Russia has blocked access to Rainbow Railroad’s website under its so-called “anti-extremism” laws, severing a vital digital lifeline for LGBTQI+ people seeking safety. The move deepens an escalating campaign of repression, and puts lives at greater risk.
Russia Blocks Rainbow Railroad’s Website, Cutting Off a Critical Lifeline for LGBTQI+ People
On October 30, 2025, Rainbow Railroad was warned that the Russian government formally blocked access to the organization’s website in keeping with the Supreme Court’s decision to classify the “International LGBTQI+ Movement” as an extremist organization. This decision is part of a decade of escalating repression, including the expansion of the 2013 “gay propaganda” law and the 2023 bans on gender-affirming healthcare, legal gender recognition, and family rights for transgender people. Any public discussion of sexual orientation or gender identity is now effectively criminalized.
For more than a decade, Rainbow Railroad has intervened in Russia to protect at-risk LGBTQI+ Russians fleeing persecution. At the height of the anti-gay purge in Chechnya, Rainbow Railroad was among the first international organizations on the ground, supporting emergency evacuations and creating pathways to safety for LGBTQI+ people from Russia. Since the latest wave of anti-LGBTQI+ criminalization, Russia remains one of the top ten countries from which we receive requests for help. In 2023, at the height of the Russian and Ukraine war, we received 464 requests from Russia and facilitated 15 emergency relocations. To date, we have supported a total of 65 individuals at extreme risk to reach safer destinations in Argentina, France and Spain.
What is unfolding in Russia does not exist in isolation. This campaign of repression is part of a wider global backlash. Just this year, Hungary adopted a new law criminalizing consensual same-sex relations and the so-called “promotion” of homosexuality. The same rhetoric of “protecting tradition” is being deployed across surrounding regions, such as Azerbaijan, to dismantle civil society and erase queer existence from public life.
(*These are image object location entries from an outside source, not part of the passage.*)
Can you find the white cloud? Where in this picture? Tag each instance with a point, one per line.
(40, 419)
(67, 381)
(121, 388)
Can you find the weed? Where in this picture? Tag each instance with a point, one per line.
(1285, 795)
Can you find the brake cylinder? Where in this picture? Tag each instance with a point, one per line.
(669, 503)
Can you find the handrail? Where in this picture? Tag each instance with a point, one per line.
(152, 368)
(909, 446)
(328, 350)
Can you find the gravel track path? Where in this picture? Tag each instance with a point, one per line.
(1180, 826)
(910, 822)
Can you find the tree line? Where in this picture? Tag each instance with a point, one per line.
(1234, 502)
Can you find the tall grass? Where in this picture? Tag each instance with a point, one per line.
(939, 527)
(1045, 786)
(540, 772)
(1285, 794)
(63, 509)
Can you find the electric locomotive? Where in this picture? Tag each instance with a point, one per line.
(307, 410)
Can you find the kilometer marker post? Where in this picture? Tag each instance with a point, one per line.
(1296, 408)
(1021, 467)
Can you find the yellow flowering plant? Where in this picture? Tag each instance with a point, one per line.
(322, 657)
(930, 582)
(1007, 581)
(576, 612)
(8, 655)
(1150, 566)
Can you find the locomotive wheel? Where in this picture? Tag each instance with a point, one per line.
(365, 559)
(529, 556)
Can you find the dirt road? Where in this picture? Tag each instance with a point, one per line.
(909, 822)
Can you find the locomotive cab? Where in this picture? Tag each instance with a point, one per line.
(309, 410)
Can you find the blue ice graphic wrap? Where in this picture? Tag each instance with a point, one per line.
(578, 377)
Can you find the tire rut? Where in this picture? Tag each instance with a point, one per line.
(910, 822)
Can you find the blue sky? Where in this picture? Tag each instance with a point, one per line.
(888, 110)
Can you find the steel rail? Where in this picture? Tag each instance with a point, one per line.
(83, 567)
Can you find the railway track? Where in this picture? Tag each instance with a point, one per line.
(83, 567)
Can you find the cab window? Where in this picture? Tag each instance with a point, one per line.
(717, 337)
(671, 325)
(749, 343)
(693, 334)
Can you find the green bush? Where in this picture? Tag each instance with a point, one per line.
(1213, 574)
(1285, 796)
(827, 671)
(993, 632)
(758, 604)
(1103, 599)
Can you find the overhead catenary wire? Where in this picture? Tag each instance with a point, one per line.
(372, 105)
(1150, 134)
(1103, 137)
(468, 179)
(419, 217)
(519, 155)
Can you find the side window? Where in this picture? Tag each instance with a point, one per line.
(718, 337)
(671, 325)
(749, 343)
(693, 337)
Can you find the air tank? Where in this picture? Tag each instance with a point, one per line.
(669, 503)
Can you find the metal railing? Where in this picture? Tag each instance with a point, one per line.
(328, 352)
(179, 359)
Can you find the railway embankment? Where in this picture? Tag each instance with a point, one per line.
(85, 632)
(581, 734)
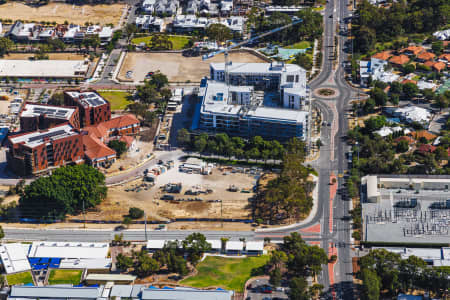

Since the start of Russia’s full-scale invasion of Ukraine, many LGBTQI+ Russians have fled to neighbouring countries such as Armenia, Georgia, and Poland to escape conscription and repression, only to face renewed stigma and lack of legal protection as a result of their sexual orientation, gender identity and expression, and sex characteristics (SOGIESC). In this context, the banning of Rainbow Railroad’s website carries grave consequences. Its shutdown directly cuts off a critical gateway to refugee protection, particularly in a time when international sanctions have already narrowed options for safe exit, and the few remaining destinations where LGBTQI+ Russians can still enter, including Türkiye, remain unsafe for queer and trans people.
For many forcibly displaced LGBTQI+ Russians, Rainbow Railroad’s website serves as a critical entry point to safety, access to vital information and assessment of protection options.
As Pride symbols are outlawed, Russian civil society is silenced, and the already fragile LGBTQI+ civic space continues to shrink under state censorship. We call on the Canadian government and the European Union to act with urgency and principle by sustaining funding for human rights defenders and civil society organizations worldwide, and consider the following:
- Expand emergency visas and human rights defenders protection streams for LGBTQI+ Russians who have been forced into exile.
- Publicly condemn the instrumentalization of so-called “anti-extremism” laws to criminalize identity, suppress civic space and deter the Russian government’s systemic assault on the rights of LGBTQI+ people.
When access to information is cut, escape routes narrow. Invisibility is being weaponized against LGBTQI+ people in Russia, and silence from states only intensifies harm. Digital censorship is not symbolic; it is an authoritarian tactic that entraps and isolates LGBTQI+ people, increasing their exposure to violence, arbitrary detention, and forced displacement.